One man was almost totally bald; the other had a short white goatee. Both had bruises on their cheeks, blood smeared around their mouths and noses Kraft said something in Vietnamese. The bald one responded.
“Shee-it,” said Lieutenant Lang and spat on the ground.
“What do you think?” asked Captain Brack.
“They’re old and scared and sick. That one looks like he has a tumor on his neck.” . . .
[Lieutenant Lang] tugged long on the goatee. “This one looks like ole Ho Chi Minh himself.” He turned, glaring at Captain Brack. “It’s time we did something.”
Avoiding his gaze, Captain Brack stared intently into the dark jungle. “’Bout time for a break,” he said. . . . “I guess I’ll go across to those trees there and rest in the shade for a few minutes, the miles get into these bones awfully easily now.” . . .
Lieutenant Lang turned to a PFC who was missing his front teeth. “Morrelli, take these two out into the field. I think they’re gonna require further interrogation.”
Lieutenant Lang studied Kraft. “You want in on this?”
“No thanks,” said Kraft. “I guess I’m gonna sit down on this here anthill or tomb or pile of dung and I’m gonna eat my lunch.”
The lieutenant glared at him and walked away. . . .
[Kraft] was opening a can . . . when someone sat down beside him. A skinny milk-faced kid with brown freckles and bright blue eyes and glasses held together with paper clips. And a rifle with a peace symbol scratched on the stock. And a machete in a leather holster under his left armpit. And a ring in his ear. . . .
“You’re with the CIA, aren’t you?” asked the kid suddenly.
Kraft continued chewing, then swallowed carefully. “Now that’s the kind of question that can have only one answer.”

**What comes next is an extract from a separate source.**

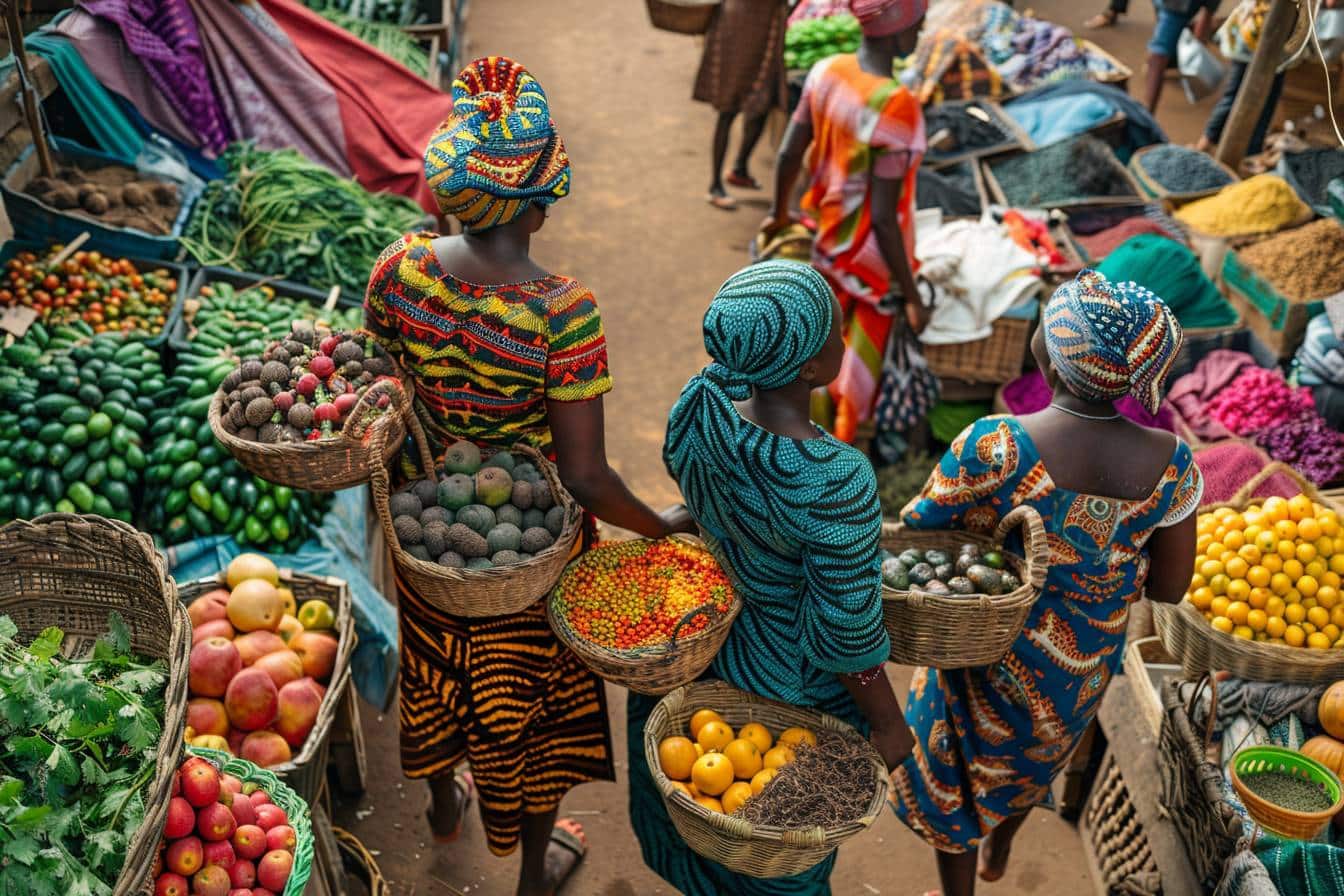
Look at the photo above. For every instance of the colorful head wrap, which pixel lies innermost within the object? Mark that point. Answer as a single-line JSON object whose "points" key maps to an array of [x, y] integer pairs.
{"points": [[497, 152], [1108, 340], [882, 18]]}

The kid thought for a moment. “Okay,” he said. “But like I was thinking when I get out I might want a job. . . . I just thought I could be pretty good.”
“At what?”
“Like that intelligence stuff, you know, spying and like killing.”
Kraft laughed. . . .
Out in the field behind them soldiers milled around the prisoners. The old men sat together on the ground, arms and legs tightly bound with wire. . . . The soldiers looked as though they were attempting to launch a model plane that wouldn’t start. Then another soldier walked over with packages and several men began tying the packages to the prisoners’ chests. C-4. Kraft turned around. He had seen this number before. Sometimes, before detonating the explosive, they would place cash bets on which body would jump the furthest.
“So how much experience this blade of yours got? Kraft asked
“Five, six if you count the one I finished with the rifle butt.”
“You like your work?”
“I’m the best there is.”
“Why not stay in the army?
“This war ain’t going to last forever.”
Kraft chuckled. “But the civilian killing never ends, huh?”
The kid smiled.
Behind them came the shock and echo of a huge explosion. Then another. Gookhoppers.

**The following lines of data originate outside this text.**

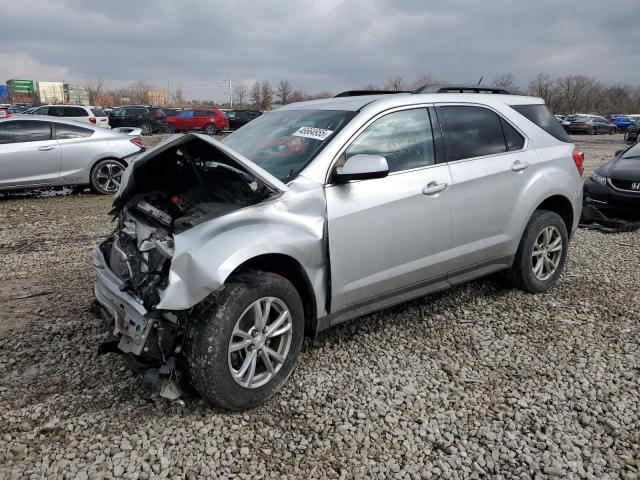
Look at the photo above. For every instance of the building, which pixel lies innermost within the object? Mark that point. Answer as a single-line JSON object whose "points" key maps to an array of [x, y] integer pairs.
{"points": [[156, 97]]}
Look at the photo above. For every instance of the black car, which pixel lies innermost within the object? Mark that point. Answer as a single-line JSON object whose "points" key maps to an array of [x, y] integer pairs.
{"points": [[616, 185], [589, 124], [631, 135], [148, 119], [238, 118]]}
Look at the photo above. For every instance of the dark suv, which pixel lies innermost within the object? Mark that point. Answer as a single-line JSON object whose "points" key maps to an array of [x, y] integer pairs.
{"points": [[148, 119]]}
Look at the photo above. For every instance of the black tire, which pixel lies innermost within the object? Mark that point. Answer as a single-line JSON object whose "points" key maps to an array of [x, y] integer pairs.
{"points": [[210, 334], [110, 184], [521, 273], [147, 128]]}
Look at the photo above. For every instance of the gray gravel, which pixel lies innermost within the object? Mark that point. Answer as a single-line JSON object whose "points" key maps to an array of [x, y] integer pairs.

I ended up thinking that the brilliant and edgy “Meditations in Green” was not for Dan. I’m not sure it was for me, either. I thought I had heard it all in my days of reporting on Vietnam, including horrific stuff about American helicopter pilots who, after a brutal day of ferrying Americans wounded and slain in combat, would run down itinerant Vietnamese farmers and try to collect heads by tilting their rotor blades at an insanely dangerous angle. But Stephen Wright told of another Vietnam War game—one I chose not to share with Dan. And I’m glad I didn’t. He would have cried too much.